If your insert volume is larger than what a single shard can process,
and if you cannot avoid a monotonically increasing shard key, then
consider the following modifications to your application:
- Reverse the binary bits of the shard key. This preserves the
information and avoids correlating insertion order with increasing
sequence of values.
- Swap the first and last 16-bit words to "shuffle" the inserts.

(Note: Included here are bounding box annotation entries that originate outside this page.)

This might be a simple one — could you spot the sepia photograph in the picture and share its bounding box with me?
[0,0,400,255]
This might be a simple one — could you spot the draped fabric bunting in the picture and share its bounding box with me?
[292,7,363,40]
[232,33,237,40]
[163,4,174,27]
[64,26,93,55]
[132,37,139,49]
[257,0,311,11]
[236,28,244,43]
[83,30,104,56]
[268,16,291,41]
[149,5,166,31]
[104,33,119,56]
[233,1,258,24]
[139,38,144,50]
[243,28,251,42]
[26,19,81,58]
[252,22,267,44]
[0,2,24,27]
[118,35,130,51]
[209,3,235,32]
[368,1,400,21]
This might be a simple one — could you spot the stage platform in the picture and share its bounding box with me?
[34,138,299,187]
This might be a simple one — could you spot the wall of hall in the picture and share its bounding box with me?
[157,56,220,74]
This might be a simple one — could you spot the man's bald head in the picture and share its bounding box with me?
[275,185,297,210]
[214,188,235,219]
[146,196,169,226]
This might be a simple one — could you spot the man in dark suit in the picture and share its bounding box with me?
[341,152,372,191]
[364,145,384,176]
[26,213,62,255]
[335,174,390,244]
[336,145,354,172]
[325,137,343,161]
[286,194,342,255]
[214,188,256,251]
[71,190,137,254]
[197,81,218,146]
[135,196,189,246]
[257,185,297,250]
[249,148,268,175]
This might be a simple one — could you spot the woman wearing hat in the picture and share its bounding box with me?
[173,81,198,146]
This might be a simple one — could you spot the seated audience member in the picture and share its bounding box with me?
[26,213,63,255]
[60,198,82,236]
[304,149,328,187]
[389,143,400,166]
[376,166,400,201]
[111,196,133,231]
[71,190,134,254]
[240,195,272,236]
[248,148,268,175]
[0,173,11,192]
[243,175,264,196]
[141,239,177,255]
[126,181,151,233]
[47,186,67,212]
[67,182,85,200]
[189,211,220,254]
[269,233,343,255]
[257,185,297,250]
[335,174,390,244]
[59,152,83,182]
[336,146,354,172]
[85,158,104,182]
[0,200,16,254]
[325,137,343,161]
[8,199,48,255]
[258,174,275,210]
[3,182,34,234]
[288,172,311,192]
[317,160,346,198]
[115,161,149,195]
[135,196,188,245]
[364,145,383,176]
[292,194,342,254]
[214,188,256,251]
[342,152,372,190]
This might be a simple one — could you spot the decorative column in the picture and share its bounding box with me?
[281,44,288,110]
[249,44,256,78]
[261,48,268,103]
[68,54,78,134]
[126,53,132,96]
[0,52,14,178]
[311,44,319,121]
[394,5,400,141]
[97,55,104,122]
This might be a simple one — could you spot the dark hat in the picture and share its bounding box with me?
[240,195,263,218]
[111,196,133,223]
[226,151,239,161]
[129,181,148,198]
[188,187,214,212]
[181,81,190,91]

.. example:: The following example, in C++, swaps the leading and
trailing 16-bit word of :term:`BSON` :term:`ObjectIds <ObjectId>`
generated so that they are no longer monotonically increasing.
.. code-block:: cpp
using namespace mongo;
OID make_an_id() {
OID x = OID::gen();
const unsigned char *p = x.getData();
swap( (unsigned short&) p[0], (unsigned short&) p[10] );
return x;
}
void foo() {
// create an object
BSONObj o = BSON( "_id" << make_an_id() << "x" << 3 << "name" << "jane" );
// now we may insert o into a sharded collection
}
.. seealso:: :ref:`sharding-shard-key` for information
on choosing a sharded key. Also see :ref:`Shard Key
Internals <sharding-internals-shard-keys>` (in particular,
:ref:`sharding-internals-operations-and-reliability`).